I sat next to my husband who was reading one of the newspapers I had brought with me.
It wasn't too long before a nurse came out of the office and called my name.
My husband and I both stood up.
"Bye," I said as I gave him a quick kiss. "I'll have them call you."
And off I went. As the nurse and I walked back, she said to me, "We'll get you checked in and then your husband can come back with you."
"Oh, that's OK. He's going home," I told her.

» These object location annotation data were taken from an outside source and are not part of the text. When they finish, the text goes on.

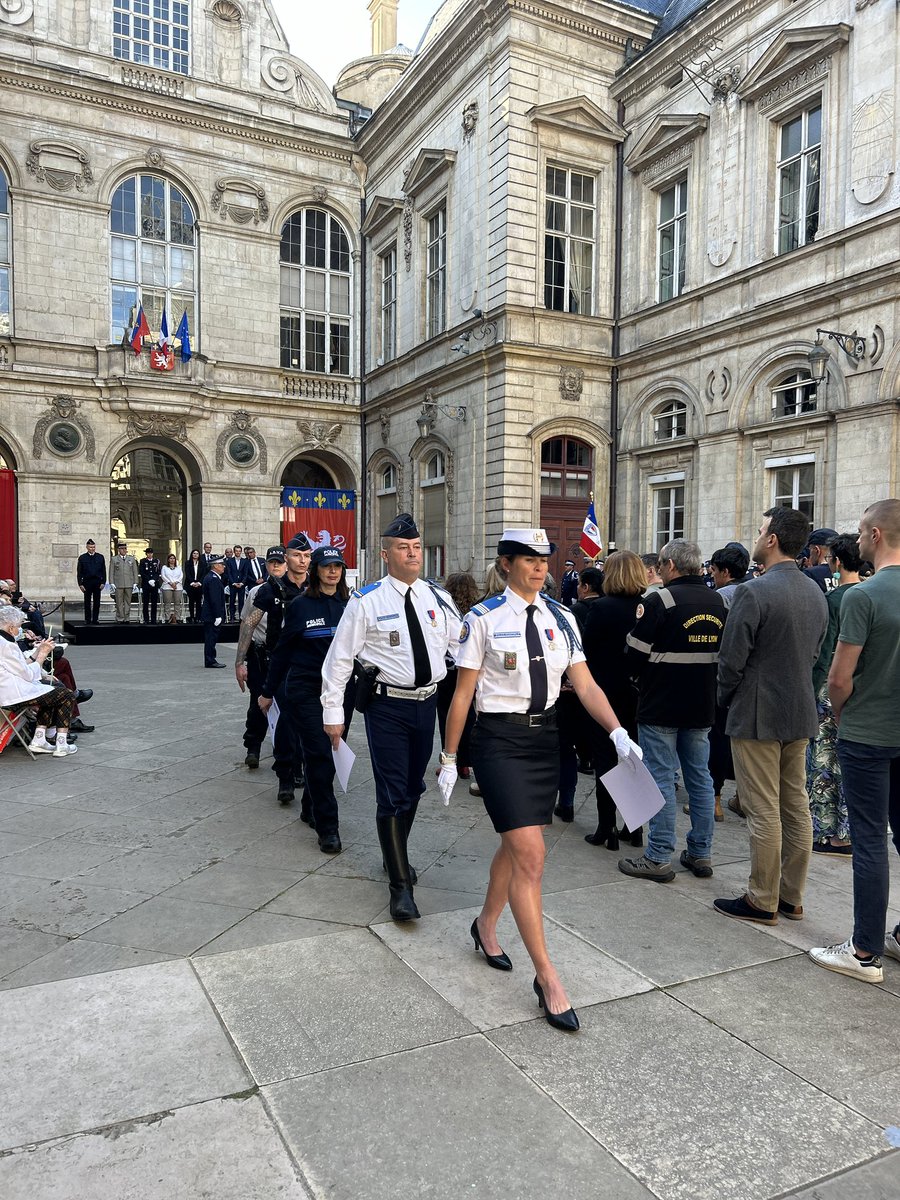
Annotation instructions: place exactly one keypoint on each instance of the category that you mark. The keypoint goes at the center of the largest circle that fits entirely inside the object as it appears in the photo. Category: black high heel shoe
(499, 961)
(568, 1020)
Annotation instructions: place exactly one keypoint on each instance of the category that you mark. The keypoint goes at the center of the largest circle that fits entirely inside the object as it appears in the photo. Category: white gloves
(447, 779)
(624, 745)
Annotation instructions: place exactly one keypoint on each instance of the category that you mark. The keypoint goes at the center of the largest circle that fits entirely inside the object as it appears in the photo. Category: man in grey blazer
(771, 642)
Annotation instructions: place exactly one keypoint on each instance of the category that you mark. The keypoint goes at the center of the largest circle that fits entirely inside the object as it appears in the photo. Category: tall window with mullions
(316, 289)
(153, 256)
(154, 33)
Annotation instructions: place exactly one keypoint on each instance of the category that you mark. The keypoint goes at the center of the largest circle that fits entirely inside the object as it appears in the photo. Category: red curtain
(7, 526)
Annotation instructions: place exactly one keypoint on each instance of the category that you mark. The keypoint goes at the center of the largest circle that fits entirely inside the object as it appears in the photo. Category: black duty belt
(531, 719)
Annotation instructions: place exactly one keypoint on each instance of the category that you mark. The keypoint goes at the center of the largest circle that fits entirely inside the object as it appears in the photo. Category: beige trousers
(772, 783)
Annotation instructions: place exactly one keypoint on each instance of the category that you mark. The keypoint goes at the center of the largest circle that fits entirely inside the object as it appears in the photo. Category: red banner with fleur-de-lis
(327, 515)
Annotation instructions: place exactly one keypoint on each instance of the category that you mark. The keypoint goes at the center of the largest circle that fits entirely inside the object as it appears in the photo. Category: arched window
(433, 519)
(670, 421)
(5, 259)
(315, 294)
(153, 256)
(565, 468)
(795, 395)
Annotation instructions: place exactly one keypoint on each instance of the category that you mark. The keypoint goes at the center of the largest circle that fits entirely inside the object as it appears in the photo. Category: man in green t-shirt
(864, 688)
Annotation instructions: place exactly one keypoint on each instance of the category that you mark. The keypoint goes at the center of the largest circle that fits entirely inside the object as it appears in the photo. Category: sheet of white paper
(634, 790)
(273, 718)
(345, 759)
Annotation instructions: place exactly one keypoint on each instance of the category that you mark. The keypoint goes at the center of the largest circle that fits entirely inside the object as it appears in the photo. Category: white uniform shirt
(373, 629)
(492, 641)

She put me in one of the little cubicles that lined both sides of the hallway.
"Take off your clothes and put on this gown. It fastens in the back. And put this on your head."
I took from her the gown that fastens nowhere, let alone in back, and a hat-hairnet thingy. I put them both on.
So this is where I was when I looked across the hall and saw the man with the white purse.
I couldn't help but wonder what he and the owner of the purse were talking about. I mean we were in a surgery center. They did minor knee surgeries and removed cataracts. They weren't doing heart transplants or removing brain tumors. There was a pretty good shot we were all going to live long enough to eat supper that night.
I started wondering if I was the odd one. How come I didn't need loving support in the form of another human being in my cubicle as I waited for surgery?
Then I decided, no, I'm actually one of the lucky ones. The people who care about me don't make me talk to them when I'm wearing a hairnet thingy.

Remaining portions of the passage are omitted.